Toulon (83) Yohann Coyet et Guillaume Terret ont créé leur propre franchise de restauration, Le Bistrok. Concept, démarches administratives, commercialisation, un certain nombre d'étapes sont nécessaires pour s'assurer d'une licence attractive et vendable.

Publié le 16 septembre 2020 à 16:05

Forts de leurs expériences complémentaires, Yohann Coyet et Guillaume Terret ont créé leur propre franchise de restauration, Le Bistrok. Le premier a déjà créé plusieurs restaurants bien connus des varois, tandis que le second a lui effectué une partie de sa carrière en tant que directeur régional dans des enseignes franchisées, accumulant ainsi une expérience formatrice dans le domaine.

En 2018, ils s’associent et ouvrent ensemble le Bistrok à Toulon (Var). Avec un concept fort, le restaurant rencontre très vite le succès : leur slogan - “ ici, tout est à vendre… Sauf le personnel ! Koi que… ” - résume le concept. Une décoration tendance où l’intégralité du mobilier est à vendre et ce, afin de pourvoir renouveler régulièrement l’ambiance, une expérience client bien pensée, des noms de plats marqueurs, une cave à vins du monde où les clients vont choisir eux-mêmes leur bouteille, des prix étudiés et un service à la fois convivial et professionnel. “L’engouement rencontré auprès des toulonnais dès le début nous a confortés sur la pertinence de notre concept”, commente Guillaume Terret. Dès la première année, le restaurant réalise 300 000 € de chiffres d’affaires avec un ticket moyen à 33 €.

 

Développement en licence de marque

Avec comme objectif dès le départ de décliner leur restaurant en licence de marque, les deux associés entament alors le développement de leur marque. “On a d’abord validé le triptyque concept, plat, service qui se devait d’être différenciant. Il fallait que notre concept soit démultipliable mais surtout vendable. On a fait le choix de créer une licence, d’une part, parce que, pour être franchiseur, il faut avoir deux restaurants en propre, ce qui n’était pas encore notre cas, d’autre part, parce que la licence permet plus de flexibilité : notre licencié peut proposer une partie de ses plats, ce qui lui permet aussi de s’adapter à sa clientèle”.
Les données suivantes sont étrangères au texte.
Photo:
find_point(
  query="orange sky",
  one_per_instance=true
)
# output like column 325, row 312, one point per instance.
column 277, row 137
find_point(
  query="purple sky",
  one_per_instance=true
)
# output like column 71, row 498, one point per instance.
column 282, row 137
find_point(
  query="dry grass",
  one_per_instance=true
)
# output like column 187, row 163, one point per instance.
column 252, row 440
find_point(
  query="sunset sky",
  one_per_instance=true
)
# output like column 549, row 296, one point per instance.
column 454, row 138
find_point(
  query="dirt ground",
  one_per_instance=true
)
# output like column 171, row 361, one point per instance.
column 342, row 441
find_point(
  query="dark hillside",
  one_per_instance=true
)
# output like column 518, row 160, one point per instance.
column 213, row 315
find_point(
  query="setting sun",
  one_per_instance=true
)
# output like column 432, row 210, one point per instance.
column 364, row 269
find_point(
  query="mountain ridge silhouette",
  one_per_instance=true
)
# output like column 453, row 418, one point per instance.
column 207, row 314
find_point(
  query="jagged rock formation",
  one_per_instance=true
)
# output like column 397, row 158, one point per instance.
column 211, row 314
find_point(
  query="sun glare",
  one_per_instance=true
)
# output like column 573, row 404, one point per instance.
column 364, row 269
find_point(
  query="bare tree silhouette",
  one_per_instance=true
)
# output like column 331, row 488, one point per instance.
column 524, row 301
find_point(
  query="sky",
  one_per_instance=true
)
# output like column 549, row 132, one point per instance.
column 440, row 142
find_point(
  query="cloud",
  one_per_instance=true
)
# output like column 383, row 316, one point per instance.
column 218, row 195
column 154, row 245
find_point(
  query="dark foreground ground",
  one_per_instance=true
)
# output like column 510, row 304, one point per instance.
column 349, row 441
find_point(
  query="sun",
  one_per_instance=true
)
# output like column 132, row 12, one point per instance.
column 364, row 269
S’ensuivent une série d’étapes incontournables (voir encadré), certaines juridiques et administratives, d’autres commerciales. Mais l’outil indispensable qui leur a demandé du temps, c’est la création de leur “book concept”, qui définit les bases du concept et pose les obligations pour le futur licencié. Un document très complet qui décline les codes de la marque : obligation d’agencement, définition des codes du service et de l’accueil, plats de la carte, etc.

 

Une licence gagnant-gagnant

Pour commercialiser leur licence, les deux associés ont voulu être raisonnables. “Il nous fallait trouver un compromis entre gagner notre vie et une licence qui soit viable pour notre loueur, sinon ça ne pouvait pas marcher. Aux droits d’entrée de 9 000 €, s’ajoutent l’obligation d’aménagement - qui coûte autour de 20 000 € pour un restaurant de 70 m² -, et les royalties de 5 % du CA HT mensuel. D’autres services comme la communication sont en option, tandis que l’accompagnement, l’aide au montage du dossier financier, au business plan et les conseils en ressources humaines, gestion et commerce font bien sûr partie du pack de licence.
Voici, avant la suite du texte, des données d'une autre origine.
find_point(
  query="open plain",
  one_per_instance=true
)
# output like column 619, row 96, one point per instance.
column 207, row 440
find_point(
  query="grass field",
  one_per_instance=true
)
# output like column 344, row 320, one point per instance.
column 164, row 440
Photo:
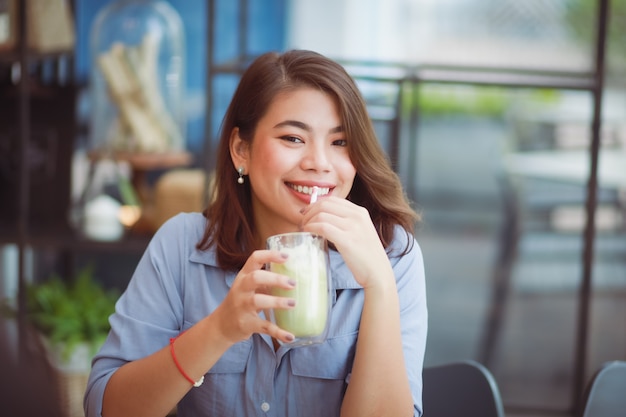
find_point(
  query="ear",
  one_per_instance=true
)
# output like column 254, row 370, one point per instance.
column 239, row 149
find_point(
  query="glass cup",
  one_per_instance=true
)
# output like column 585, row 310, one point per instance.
column 308, row 265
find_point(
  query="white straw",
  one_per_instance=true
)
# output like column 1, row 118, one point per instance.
column 314, row 194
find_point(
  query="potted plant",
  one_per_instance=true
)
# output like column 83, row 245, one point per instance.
column 71, row 317
column 71, row 314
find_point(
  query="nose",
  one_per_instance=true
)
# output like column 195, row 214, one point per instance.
column 317, row 156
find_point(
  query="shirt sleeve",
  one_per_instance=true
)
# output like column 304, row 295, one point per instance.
column 149, row 312
column 410, row 281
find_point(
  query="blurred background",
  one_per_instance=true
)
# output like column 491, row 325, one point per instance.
column 486, row 109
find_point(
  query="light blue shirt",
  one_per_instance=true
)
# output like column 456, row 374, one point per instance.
column 175, row 285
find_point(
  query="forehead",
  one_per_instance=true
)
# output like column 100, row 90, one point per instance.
column 303, row 102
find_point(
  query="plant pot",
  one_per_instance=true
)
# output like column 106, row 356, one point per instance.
column 72, row 374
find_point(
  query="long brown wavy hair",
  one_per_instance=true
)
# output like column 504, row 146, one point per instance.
column 230, row 224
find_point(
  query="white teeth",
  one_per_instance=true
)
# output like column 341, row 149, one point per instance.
column 309, row 190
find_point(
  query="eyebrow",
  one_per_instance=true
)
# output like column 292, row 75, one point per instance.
column 304, row 126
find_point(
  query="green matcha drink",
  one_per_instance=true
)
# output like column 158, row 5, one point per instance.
column 307, row 264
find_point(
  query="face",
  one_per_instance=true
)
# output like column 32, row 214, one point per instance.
column 297, row 145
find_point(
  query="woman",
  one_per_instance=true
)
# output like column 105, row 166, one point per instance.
column 188, row 331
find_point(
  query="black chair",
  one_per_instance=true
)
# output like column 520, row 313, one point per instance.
column 460, row 389
column 605, row 395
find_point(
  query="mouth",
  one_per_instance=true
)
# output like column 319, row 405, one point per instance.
column 305, row 189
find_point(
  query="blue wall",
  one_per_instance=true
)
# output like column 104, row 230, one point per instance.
column 266, row 31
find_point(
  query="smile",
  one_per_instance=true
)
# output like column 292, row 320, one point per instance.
column 308, row 190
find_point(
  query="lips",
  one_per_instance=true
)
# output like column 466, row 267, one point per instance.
column 305, row 189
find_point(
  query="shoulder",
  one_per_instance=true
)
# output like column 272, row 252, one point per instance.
column 188, row 225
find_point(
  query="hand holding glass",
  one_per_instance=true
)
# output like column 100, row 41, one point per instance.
column 308, row 265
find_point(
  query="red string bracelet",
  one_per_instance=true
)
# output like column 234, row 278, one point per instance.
column 197, row 383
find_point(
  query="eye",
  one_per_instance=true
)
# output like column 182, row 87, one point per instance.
column 292, row 139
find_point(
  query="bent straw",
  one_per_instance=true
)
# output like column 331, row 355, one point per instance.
column 314, row 194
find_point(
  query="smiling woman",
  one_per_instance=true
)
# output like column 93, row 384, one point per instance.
column 190, row 330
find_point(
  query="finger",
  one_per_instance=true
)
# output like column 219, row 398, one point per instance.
column 260, row 258
column 266, row 302
column 276, row 332
column 262, row 280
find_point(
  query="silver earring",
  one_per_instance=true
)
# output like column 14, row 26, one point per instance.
column 240, row 179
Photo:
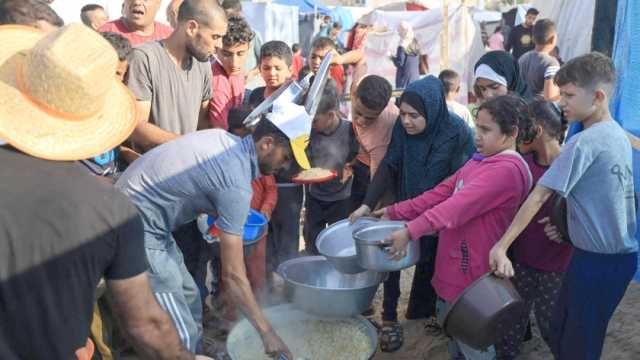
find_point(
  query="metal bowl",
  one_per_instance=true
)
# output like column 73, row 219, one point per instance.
column 336, row 243
column 482, row 314
column 315, row 286
column 373, row 254
column 243, row 334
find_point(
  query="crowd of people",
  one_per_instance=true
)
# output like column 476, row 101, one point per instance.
column 105, row 177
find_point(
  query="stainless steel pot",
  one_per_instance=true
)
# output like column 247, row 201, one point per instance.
column 315, row 286
column 244, row 334
column 374, row 255
column 336, row 243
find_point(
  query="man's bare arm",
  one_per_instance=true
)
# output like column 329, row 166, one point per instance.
column 147, row 135
column 239, row 291
column 203, row 116
column 148, row 326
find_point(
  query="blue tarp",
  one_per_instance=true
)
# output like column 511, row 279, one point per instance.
column 306, row 6
column 625, row 106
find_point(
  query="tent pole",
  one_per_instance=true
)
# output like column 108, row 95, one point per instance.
column 444, row 38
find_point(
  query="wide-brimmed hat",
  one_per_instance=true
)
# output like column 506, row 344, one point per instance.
column 59, row 96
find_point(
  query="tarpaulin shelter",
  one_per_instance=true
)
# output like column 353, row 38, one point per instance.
column 427, row 26
column 305, row 6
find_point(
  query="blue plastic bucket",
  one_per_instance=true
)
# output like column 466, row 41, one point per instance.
column 253, row 227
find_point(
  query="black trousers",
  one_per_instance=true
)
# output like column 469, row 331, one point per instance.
column 361, row 180
column 422, row 300
column 319, row 214
column 284, row 229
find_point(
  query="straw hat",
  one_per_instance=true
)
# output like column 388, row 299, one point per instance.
column 59, row 96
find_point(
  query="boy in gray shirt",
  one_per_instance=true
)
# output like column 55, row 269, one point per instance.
column 332, row 145
column 171, row 78
column 593, row 172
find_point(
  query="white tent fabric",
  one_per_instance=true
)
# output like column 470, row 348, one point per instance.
column 273, row 21
column 463, row 32
column 574, row 21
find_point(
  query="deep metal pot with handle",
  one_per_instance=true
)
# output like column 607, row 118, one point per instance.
column 337, row 244
column 373, row 253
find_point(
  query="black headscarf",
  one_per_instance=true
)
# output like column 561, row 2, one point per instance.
column 505, row 65
column 408, row 154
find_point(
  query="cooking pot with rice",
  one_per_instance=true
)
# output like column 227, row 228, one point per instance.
column 307, row 336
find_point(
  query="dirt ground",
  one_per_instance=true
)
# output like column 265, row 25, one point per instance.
column 622, row 343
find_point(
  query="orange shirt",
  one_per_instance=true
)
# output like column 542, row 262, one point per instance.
column 228, row 92
column 265, row 194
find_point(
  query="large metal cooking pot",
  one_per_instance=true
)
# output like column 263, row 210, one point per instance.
column 336, row 243
column 374, row 255
column 483, row 313
column 315, row 286
column 244, row 334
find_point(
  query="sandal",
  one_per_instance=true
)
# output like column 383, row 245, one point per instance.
column 391, row 337
column 432, row 326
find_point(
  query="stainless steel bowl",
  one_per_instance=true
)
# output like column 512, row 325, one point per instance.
column 243, row 334
column 315, row 286
column 373, row 254
column 336, row 243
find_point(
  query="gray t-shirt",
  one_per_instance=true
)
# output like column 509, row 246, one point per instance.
column 333, row 152
column 537, row 67
column 208, row 171
column 594, row 173
column 176, row 95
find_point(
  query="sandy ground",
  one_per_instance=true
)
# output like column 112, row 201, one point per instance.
column 623, row 336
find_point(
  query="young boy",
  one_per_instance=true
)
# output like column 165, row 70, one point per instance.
column 332, row 145
column 284, row 228
column 593, row 172
column 537, row 66
column 227, row 79
column 451, row 83
column 298, row 61
column 275, row 69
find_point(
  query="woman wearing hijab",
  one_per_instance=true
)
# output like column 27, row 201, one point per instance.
column 498, row 73
column 428, row 144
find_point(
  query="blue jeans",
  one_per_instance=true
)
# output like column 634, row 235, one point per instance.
column 457, row 349
column 593, row 287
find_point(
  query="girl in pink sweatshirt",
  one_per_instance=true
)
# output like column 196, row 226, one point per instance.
column 472, row 208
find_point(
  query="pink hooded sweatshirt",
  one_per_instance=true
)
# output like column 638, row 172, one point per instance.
column 471, row 210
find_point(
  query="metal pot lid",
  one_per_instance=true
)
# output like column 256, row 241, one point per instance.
column 291, row 92
column 375, row 234
column 345, row 228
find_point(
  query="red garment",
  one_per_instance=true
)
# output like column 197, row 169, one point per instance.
column 533, row 248
column 160, row 32
column 357, row 38
column 337, row 74
column 470, row 211
column 228, row 93
column 297, row 63
column 265, row 197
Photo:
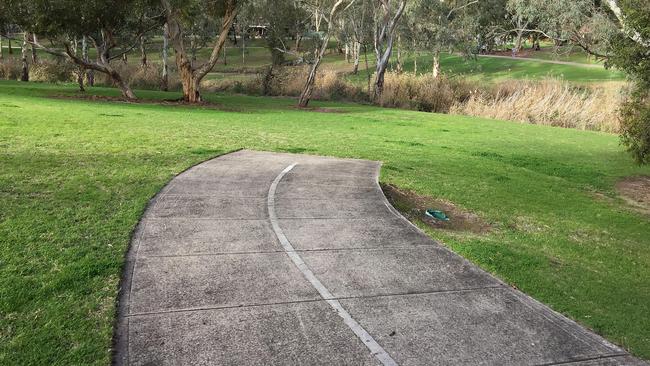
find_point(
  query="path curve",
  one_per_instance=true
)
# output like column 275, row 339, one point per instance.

En décembre 2019, le premier licencié de la marque Bistrok ouvrait à Montpellier (Hérault). “Le confinement a été assez bénéfique, nous avons eu plus de 20 000 visites sur notre fiche en ligne et avons, aujourd’hui, une cinquantaine de prospects intéressés. J’ai l’impression que les gens ont pris le temps de penser à leurs projets pendant cette période”, constate Guillaume Terret. Si l’ouverture de leur second restaurant en propre a pris un peu de retard, il ouvrira bien à La Garde, toujours dans le Var, dans les prochains jours. L’objectif est d’ouvrir cinq ou six restaurants par an. Et à terme de conjuguer licence de marque et franchise.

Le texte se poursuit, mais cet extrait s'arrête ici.